During the NRR stage: \(\mathcal{L}_C = \mathcal{L}_{ce} + \alpha_{bn}\mathcal{L}_{bn}\). During the student training stage: \(\mathcal{L}_S = \mathcal{L}_{sce} + \alpha_{dbr}\mathcal{L}_{dbr}\).

Key Experimental Results¶

Main Results¶

Dataset	IPC	NRR-DD	RDED	SRe2L	Gain (vs RDED)
CIFAR-10	10	72.2%	50.2%	29.3%	+22.0%
CIFAR-100	10	62.7%	48.1%	27.0%	+14.6%
Tiny-ImageNet	50	61.2%	47.6%	41.1%	+13.6%
ImageNet-1K	10	46.1%	20.4%	21.3%	+25.7%
ImageNet-1K	50	60.2%	38.4%	46.8%	+21.8%

Soft Label Compression¶

Method	ImageNet-1K IPC=50	Storage	Description
Full Soft Labels	60.2%	120GB	Baseline
DBR (2 Distances)	45.1%	0.2GB	500x compression, recovers 60% performance
One-hot	32.4%	~0	Information loss is too high

Key Findings¶

NRR-DD consistently outpeforms RDED and SRe2L across all datasets and IPC settings, with the performance gap being particularly pronounced on large-scale datasets (ImageNet-1K +25%).
Selecting low-confidence patches yields better results than high-confidence ones due to the larger optimization space—an counter-intuitive strategy of "the worse, the more potential."
Non-critical region refinement is the core innovation. Freezing critical regions and optimizing only the background delivers remarkable performance gains, indicating that background/non-critical region information is highly critical for classification.
Under a massive compression ratio (500x), the DBR 2-distance scheme still retains a substantial amount of soft label information.

Highlights & Insights¶

Counter-Intuitive Design of "Freezing Subject, Optimizing Background": Traditional approaches focus on how to better extract features of the main subject. In contrast, NRR-DD discovers that backgrounds and non-critical regions also carry rich discriminative information for classes.
Deep Reason Behind Low-Confidence Selection: Low-confidence patches are not noise—they contain discriminative features but in non-typical modes. After NRR optimization, they transform into "good samples with unique perspectives."
Elegance of DBR Soft Label Compression: Compressing 1000-dimensional information into 2 distance values essentially retains the most crucial knowledge distillation signal: "how far the soft label is from the one-hot label."

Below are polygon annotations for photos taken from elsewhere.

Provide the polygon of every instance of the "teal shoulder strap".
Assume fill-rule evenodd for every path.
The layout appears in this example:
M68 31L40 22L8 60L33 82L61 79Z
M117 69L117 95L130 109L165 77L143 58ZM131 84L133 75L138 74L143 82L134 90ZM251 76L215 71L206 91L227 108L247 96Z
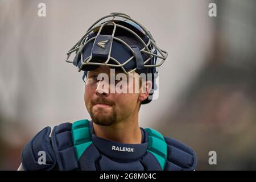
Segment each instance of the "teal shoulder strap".
M78 160L84 151L92 143L89 121L82 119L75 122L72 124L71 133Z
M147 151L152 154L158 160L163 170L164 170L167 157L167 144L163 135L158 131L151 129L144 129L148 134Z

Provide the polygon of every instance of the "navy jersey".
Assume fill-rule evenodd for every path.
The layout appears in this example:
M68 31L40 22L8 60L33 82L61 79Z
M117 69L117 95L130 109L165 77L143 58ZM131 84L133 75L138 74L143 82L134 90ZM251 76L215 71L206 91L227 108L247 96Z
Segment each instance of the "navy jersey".
M109 140L95 135L93 123L83 119L44 128L24 147L25 170L193 170L192 149L150 128L141 128L141 144ZM38 163L40 151L46 163Z

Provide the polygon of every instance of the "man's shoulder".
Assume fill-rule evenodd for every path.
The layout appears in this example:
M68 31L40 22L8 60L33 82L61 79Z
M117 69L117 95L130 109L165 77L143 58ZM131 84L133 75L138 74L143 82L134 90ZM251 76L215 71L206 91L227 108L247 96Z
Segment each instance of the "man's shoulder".
M194 170L197 163L196 153L190 147L170 137L164 137L167 144L166 170Z
M148 134L148 148L165 170L194 170L197 164L195 151L175 139L164 137L151 128L146 128Z

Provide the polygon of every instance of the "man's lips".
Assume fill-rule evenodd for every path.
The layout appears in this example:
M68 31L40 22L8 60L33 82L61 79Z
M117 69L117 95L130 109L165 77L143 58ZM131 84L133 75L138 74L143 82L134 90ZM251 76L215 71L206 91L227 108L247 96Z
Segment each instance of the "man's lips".
M93 106L98 106L98 107L110 107L111 105L104 104L104 103L97 103L94 104Z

Limitations & Future Work¶

Although DBR achieves a 500x compression, the performance drop is still significant (60% recovery rate). Refining distance representations could further close the gap.
The quality of CAM depends heavily on the pre-trained model. If the pre-trained model performs poorly, partition of critical/non-critical regions will be inaccurate.
The number of optimization iterations in the NRR stage requires careful tuning.

vs RDED: RDED directly selects high-confidence patches without optimization, while NRR-DD selects low-confidence ones and optimizes non-critical regions, raising performance from 50.2% to 72.2% on CIFAR-10 at IPC=10.
vs SRe2L series: SRe2L focuses on class-general features but loses instance information. NRR-DD balances both by preserving critical regions and optimizing backgrounds.
vs EDF: EDF improves discriminative regions from a gradient perspective. NRR-DD freezes/optimizes different regions from a pixel perspective, offering a complementary strategy.

Rating¶

Novelty: ⭐⭐⭐⭐⭐ The idea of non-critical region refinement is unique; the combination of low-confidence selection and background optimization is highly novel.
Experimental Thoroughness: ⭐⭐⭐⭐⭐ Comprehensive coverage from CIFAR to ImageNet-1K, backed by exhaustive soft label compression experiments.
Writing Quality: ⭐⭐⭐⭐ Clear structured stages and deep motivation analysis.
Value: ⭐⭐⭐⭐⭐ Massive performance gains coupled with practical storage compression, driving significant progress in the DD community.